Let $V$ be a finite dimensional vector space over $\mathbb{C}$. Consider an automorphism $\Phi \in \text{Aut}(V)$,an endomorphism $N \in \text{End}(V)$ such that
$$\Phi N-\lambda N \Phi=0_{End_V}$$
for a complex number $\lambda \in \mathbb{C}$ with $|\lambda|<1$. I have shown that under these hypotheses, $N$ is nilpotent. My proof goes like this:
If $\lambda =0$, the claim is trivial since $\Phi$ is bijective: obviously $N$ must be the zero matrix. We know that $N$ is nilpotent if and only if its only eigenvalue is $0$. Let $\alpha$ be an eigenvalue w.r.t. the eigenvector $v$. Then
$$\lambda N \Phi (v)= \Phi N(v)= \Phi(\alpha v)= \alpha \Phi (v)$$
so $\frac{\alpha}{\lambda}$ is an eigenvalue of $N$ w.r.t. the eigenvector $\Phi (v)$. Through induction on the integer $n$ we can show that $\Phi^n (v)$ is an eigenvector w.r.t. the eigenvalue $\frac{\alpha}{\lambda ^n}$. If $\alpha \neq 0$, there would exist infinite eigenvectors w.r.t. to different eigenvalues. This cannot happen in a finite-dimensional space such as $V$, because eigenvectors relative to different eigenvalues are linearly independent, so $\alpha = 0$
Is there a more direct and easier way to prove this fact? I feel like demonstrating it this way is overcomplicated.

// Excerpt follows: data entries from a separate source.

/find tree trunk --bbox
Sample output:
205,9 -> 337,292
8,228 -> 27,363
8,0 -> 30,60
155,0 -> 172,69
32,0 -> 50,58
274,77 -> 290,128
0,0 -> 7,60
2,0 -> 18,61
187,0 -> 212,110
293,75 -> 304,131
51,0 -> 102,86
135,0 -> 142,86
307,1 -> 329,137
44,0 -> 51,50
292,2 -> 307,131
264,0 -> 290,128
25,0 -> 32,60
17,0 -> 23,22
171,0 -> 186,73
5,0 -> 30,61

Since $\Phi$ is invertible we obtain $\Phi N\Phi^{-1}=\lambda N$ and hence $$ (\Phi N\Phi^{-1})^k=\Phi N^k\Phi^{-1}=\lambda^kN^k $$ for all $k\ge 0$. Hence we obtain $tr(N^k)=tr(\Phi N^k\Phi^{-1})=\dim(V)\lambda^{k}tr(N^k)$, which implies $tr(N^k)=0$ for all $k\ge x_0$. It is well-known that this implies that $N$ is nilpotent (over a field of characteristic zero).